When my wife and I moved to Costa Rica, we began visiting the lush trails of tropical forests on our Sabbath days to listen and worship. In similar ways, the COVID-19 pandemic is pushing people all over the world out of buildings and toward other ways of worshiping on Sunday, giving us a chance to reframe how we experience Sabbath rest and experience God’s enriching nourishment in his magnificent creation.
How has “church” changed for you over the past few months? What do your Sunday mornings look like during the pandemic?
In past years I’ve been involved in “church” in its most traditional evangelical form – weekly Sunday morning worship gatherings – and also in a number of its related activities: missions travel, social outreach, homework clubs, church boards, youth ministry, summer camps, Bible studies, Christian education, the sound/graphics/tech team—the list goes on. There is really an endless amount of social activities that can connect us to our body of fellow Christians.
The pandemic has severely disrupted this weekly rhythm and thrown our Christian social activities for a loop. Many of us are terrified and already missing our Sunday worship services and all those cascading social activities linked to the building and those Sunday-morning relationships. For my wife and I, we had already left those familiar Sunday-morning gatherings behind us nine months before the pandemic when we moved away from our bilingual church family in Nampa, Idaho to a rural, remote biological field station in the cloud forest of Costa Rica.
This separated us from our traditional “church family.” But what it gave us was the opportunity to be more intentional about taking Sabbath rest by trekking into the woods and enjoying the lush, green, dripping-with-life tropical lands surrounding us. We would tote along some portable chairs, hike into a spot overlooking a green wall of gallery forest, and then simply sit and watch, or read a devotional or scripture portion, or sing a few hymns, our voices blending with the chattering birds and gurgling brook. Our favorite spot gave us a good view of a Quetzal family in a cavity nest. The Quetzal bird has inspired contemplation of the divine for hundreds of years before European invasion of the Neotropics which is home to amazing creatures like it that attest to the incredible ingenuity of our Creator-God.
READ: Lessons from the Fog (And This Pandemic)
Of course, making time to enjoy nature isn’t something we are unique in practicing, only accessible to us in a tropical montane cloud forest. The pandemic and summer weather have pushed people out of buildings on Sundays, and in some cases into the wild. We watched friends and family in the U.S. and other parts of the world break their weekly church-in-a-building routine and instead opt for weekend hikes, multi-day backpacking treks, campfire conversations, cross-country jogs along rows of corn and alfalfa, drawing at the lake, motorcycle rides through curving pine forest roadway, taking a telescope out to watch stars and comets, raising chickens, foraging for mushrooms, visiting archeological sites, camping at national parks—all incredible, life-enriching ways of experiencing God’s majestic creation and learning from clues which God has placed in the world that point toward to the divine.
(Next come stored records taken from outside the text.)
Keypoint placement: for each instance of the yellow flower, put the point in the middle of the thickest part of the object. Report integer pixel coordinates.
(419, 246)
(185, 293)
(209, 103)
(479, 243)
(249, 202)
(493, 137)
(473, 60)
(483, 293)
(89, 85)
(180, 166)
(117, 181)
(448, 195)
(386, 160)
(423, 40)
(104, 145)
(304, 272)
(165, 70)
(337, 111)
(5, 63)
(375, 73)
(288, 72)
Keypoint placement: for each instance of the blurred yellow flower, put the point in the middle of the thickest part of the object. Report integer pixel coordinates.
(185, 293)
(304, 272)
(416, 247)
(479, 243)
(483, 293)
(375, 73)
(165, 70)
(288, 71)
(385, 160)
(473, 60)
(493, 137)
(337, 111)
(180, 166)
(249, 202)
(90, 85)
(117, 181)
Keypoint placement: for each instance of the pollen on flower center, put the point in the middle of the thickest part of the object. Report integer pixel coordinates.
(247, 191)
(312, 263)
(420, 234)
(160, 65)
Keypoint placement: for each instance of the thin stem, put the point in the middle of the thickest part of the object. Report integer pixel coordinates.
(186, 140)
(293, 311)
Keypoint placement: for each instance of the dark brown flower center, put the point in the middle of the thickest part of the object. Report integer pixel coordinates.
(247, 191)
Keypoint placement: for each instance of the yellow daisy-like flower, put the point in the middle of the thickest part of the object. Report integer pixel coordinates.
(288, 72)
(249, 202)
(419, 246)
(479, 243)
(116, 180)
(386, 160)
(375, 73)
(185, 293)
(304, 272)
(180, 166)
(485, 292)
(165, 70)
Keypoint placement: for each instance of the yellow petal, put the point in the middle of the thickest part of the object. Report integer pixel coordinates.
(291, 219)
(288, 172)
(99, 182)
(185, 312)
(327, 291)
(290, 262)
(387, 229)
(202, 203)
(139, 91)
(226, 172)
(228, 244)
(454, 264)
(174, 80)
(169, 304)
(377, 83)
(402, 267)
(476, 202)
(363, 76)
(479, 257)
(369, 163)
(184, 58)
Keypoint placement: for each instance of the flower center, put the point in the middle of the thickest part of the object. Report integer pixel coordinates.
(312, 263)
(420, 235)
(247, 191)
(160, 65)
The Bible is full of references to God’s “two books” through which God speaks truth and instruction. There is Awe, and then there’s the Law (Psalm 19). There is God’s holy mountain and God’s house of prayer (Isaiah 56). There’s the temple and the tabernacle; the city of God and God’s presence in the wilderness. In both, God speaks love and truth; in both God is present.
And so why do we depreciate one and favor the other? Why are we so devastated when we are exiled from the house of prayer to the heights of God’s holy mountain? Our reactions and feelings of loss toward having our weekly temple worship stripped away might reveal something of an idolatry within us. Have we become too dependent, too anchored, too confined to the temple walls and to the warm fuzzies we get from the familiarity with our siblings in the church?
It’s not that those connections aren’t important and that the meeting and greeting of physical bodies in sacred places isn’t central to the body of Christ. But I think we can benefit at this time by reframing our narrow perspective on when and where God speaks loving truth to us. While the wildness of our awesome God awaits, we prefer mourning in the confines of our human constructions and constrictions.
So what I am proposing is to embrace the holy mountain (or whatever outdoor space you can access). To seek out wilderness. To spend a night in the forest, sit in your lawn, watch out your window. And listen. See that as holy communion with God – because it is.